Each of the following events would falsify the surviving structural claim — that one geometry-derived shape is direction-consistent with the b→sμμ angular anomaly across collaborations and channels:

  1. A future B→K*μμ measurement (any collaboration, any luminosity, any energy) gives A < 0 on the geometry-derived kernel under non-linear refit.
  2. Cross-dataset amplitude scatter on the P-basis fits exceeds a factor of ~5 once basis is harmonised.
  3. Belle II angular B→K* data, when released, gives an amplitude inconsistent with +1.5 ± 0.5 in the P-basis under non-linear refit.
  4. A cross-channel B⁺→K⁺μμ analysis (when public HEPData becomes available) gives A < 0 under non-linear refit.

A separate, pre-registered model-comparison trigger (linearised ΔAIC < 0 surviving the non-linear refit) has fired in the negative direction. We acknowledge this explicitly: on AIC, the kernel is not preferred over a constant Wilson-coefficient shift. The structural-test claims above are independent of, and unaffected by, this AIC tie.


Stated Limitations

  • The kernel is not statistically preferred over a constant Wilson-coefficient shift on AIC (stacked wVFD = 0.35 vs wFREE_C9 = 0.65)
  • A free-width Gaussian charm-loop proxy fits comparably in χ² at the cost of one extra shape parameter; the kernel is not the unique q² shape consistent with the anomaly
  • The +2.77 AIC unit drift between linearised and non-linear modes is the largest single methodological uncertainty in the project
  • Bₛ→φμμ amplitude has a residual ~50% overshoot above basis-corrected expectations, attributed to missing angular covariance and 3 fb⁻¹ statistics
  • B→Kμμ has not been tested — public HEPData submissions for the LHCb and CMS analyses are not available; recorded as an open channel
  • This paper does not claim that the underlying physics is geometric — only that the geometric kernel passes a structural multi-dataset test that AIC is not powerful enough to resolve on current data

What This Is, And Is Not

What the data shows. The same fixed kernel describes all five datasets — two collaborations, two isospin partners, three decay channels — with one amplitude each and no shape retuning. The fitted amplitude is sign-uniform across all five fits. The cross-channel amplitude ratio is consistent with the predicted Krüger–Matias basis-correction factor. The unweighted Laplacian variant is selected by a pure-geometry criterion (correlation 0.997 with the continuum kernel) decided independently of any LHCb input. The structural test the project was designed to run is satisfied.
What the data does not yet show. A statistical preference for the geometric kernel over a constant Wilson-coefficient shift. AIC compares per-parameter goodness-of-fit and does not reward predicting a specific functional form across datasets; whether the kernel is statistically preferred over a constant shift will require future b→sℓℓ data. The structural test passes; the model-comparison test is at parity. The contribution of this paper is therefore not improved fit quality relative to a constant Wilson-coefficient shift, but that the q² shape used in the fit is derived rather than tuned: the data is consistent with a class of centre-peaked one-parameter shapes, of which the geometric kernel is one specific, geometrically motivated instance. We do not claim a detection of new physics, nor that the kernel is the unique q² shape consistent with the anomaly.
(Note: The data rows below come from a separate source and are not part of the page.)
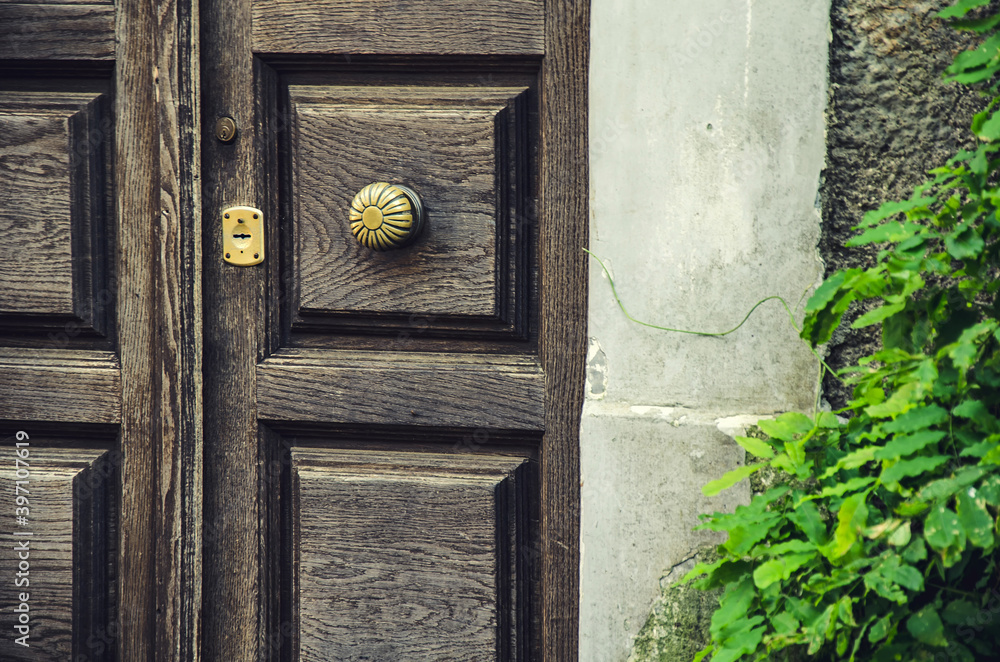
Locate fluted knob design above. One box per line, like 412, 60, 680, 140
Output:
350, 182, 424, 251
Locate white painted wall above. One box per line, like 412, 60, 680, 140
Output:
580, 0, 829, 662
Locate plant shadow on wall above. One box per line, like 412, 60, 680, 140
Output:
588, 0, 1000, 662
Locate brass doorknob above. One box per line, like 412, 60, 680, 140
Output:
351, 182, 424, 251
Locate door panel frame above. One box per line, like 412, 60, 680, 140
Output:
112, 0, 203, 661
149, 0, 590, 662
539, 0, 590, 662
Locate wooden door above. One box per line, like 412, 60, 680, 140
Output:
0, 0, 589, 662
202, 0, 588, 662
0, 0, 201, 662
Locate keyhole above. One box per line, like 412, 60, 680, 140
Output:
233, 227, 253, 253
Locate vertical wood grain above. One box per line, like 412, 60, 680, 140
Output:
153, 0, 203, 661
539, 0, 590, 662
114, 0, 159, 662
201, 0, 279, 660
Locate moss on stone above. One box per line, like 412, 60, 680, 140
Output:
628, 548, 720, 662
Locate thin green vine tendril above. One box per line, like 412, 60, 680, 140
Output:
583, 248, 843, 402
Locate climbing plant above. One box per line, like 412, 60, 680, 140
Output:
686, 0, 1000, 662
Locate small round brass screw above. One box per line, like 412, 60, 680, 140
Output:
215, 117, 236, 143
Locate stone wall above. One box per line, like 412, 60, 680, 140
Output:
580, 0, 982, 662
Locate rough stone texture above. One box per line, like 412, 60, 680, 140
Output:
820, 0, 983, 408
628, 550, 721, 662
580, 410, 749, 662
580, 0, 829, 662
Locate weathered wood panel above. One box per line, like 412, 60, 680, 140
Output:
0, 444, 120, 662
293, 450, 530, 662
0, 3, 115, 60
150, 0, 204, 662
257, 352, 545, 430
0, 349, 122, 423
539, 0, 590, 662
289, 86, 527, 338
0, 92, 110, 327
114, 0, 157, 661
253, 0, 544, 55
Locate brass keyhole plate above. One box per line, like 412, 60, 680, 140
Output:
222, 207, 264, 267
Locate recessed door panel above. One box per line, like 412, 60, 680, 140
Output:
288, 85, 530, 336
0, 448, 114, 661
0, 92, 113, 334
293, 449, 530, 662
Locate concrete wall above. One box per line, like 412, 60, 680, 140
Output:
580, 0, 830, 662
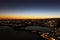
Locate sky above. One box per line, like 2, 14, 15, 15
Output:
0, 0, 60, 18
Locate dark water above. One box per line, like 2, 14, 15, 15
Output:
0, 26, 44, 40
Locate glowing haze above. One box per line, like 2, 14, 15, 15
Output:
0, 0, 60, 19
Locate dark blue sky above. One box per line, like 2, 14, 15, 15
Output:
0, 0, 60, 17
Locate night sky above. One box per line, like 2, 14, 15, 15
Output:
0, 0, 60, 18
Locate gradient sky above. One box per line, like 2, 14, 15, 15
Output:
0, 0, 60, 18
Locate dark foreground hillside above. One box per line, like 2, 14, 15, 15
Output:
0, 26, 46, 40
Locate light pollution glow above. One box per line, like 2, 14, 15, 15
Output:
0, 16, 59, 19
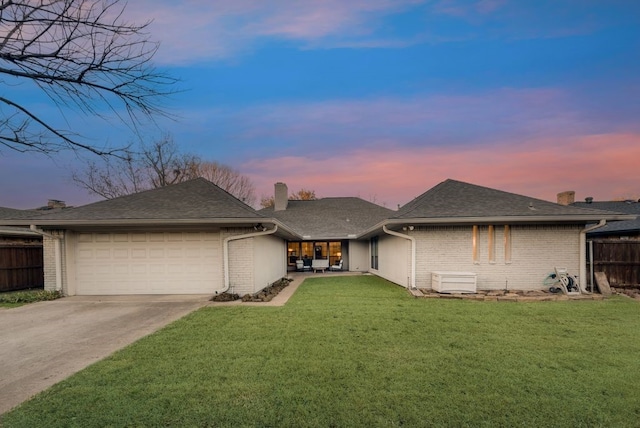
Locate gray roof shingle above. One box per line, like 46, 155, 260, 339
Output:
393, 179, 611, 219
260, 197, 394, 239
571, 201, 640, 236
31, 178, 263, 222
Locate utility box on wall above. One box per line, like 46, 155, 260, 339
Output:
431, 271, 476, 293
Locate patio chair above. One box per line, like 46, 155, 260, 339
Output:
329, 259, 342, 271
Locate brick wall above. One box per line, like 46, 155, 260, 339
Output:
222, 228, 255, 296
412, 225, 582, 290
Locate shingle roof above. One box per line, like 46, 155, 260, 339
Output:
0, 207, 41, 220
572, 201, 640, 235
31, 178, 263, 223
393, 179, 624, 219
260, 197, 394, 239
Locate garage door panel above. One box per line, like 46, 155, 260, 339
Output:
76, 232, 222, 295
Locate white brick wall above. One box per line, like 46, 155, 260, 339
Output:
371, 235, 411, 287
412, 225, 582, 290
222, 228, 255, 296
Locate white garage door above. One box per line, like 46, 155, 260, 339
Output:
76, 232, 222, 295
One fixed shape from geometry. Five datasets, three channels, two collaborations, two isospin partners. The same direction in 5/5 fits. The kernel never moves.

Reproduction package open-access. Full code, data, processed outputs, and figures at github.com/vfd-org/b-anomaly-reproduction. repro/run_all.sh regenerates every number in the paper from a clean checkout in ~5 minutes. MIT licence.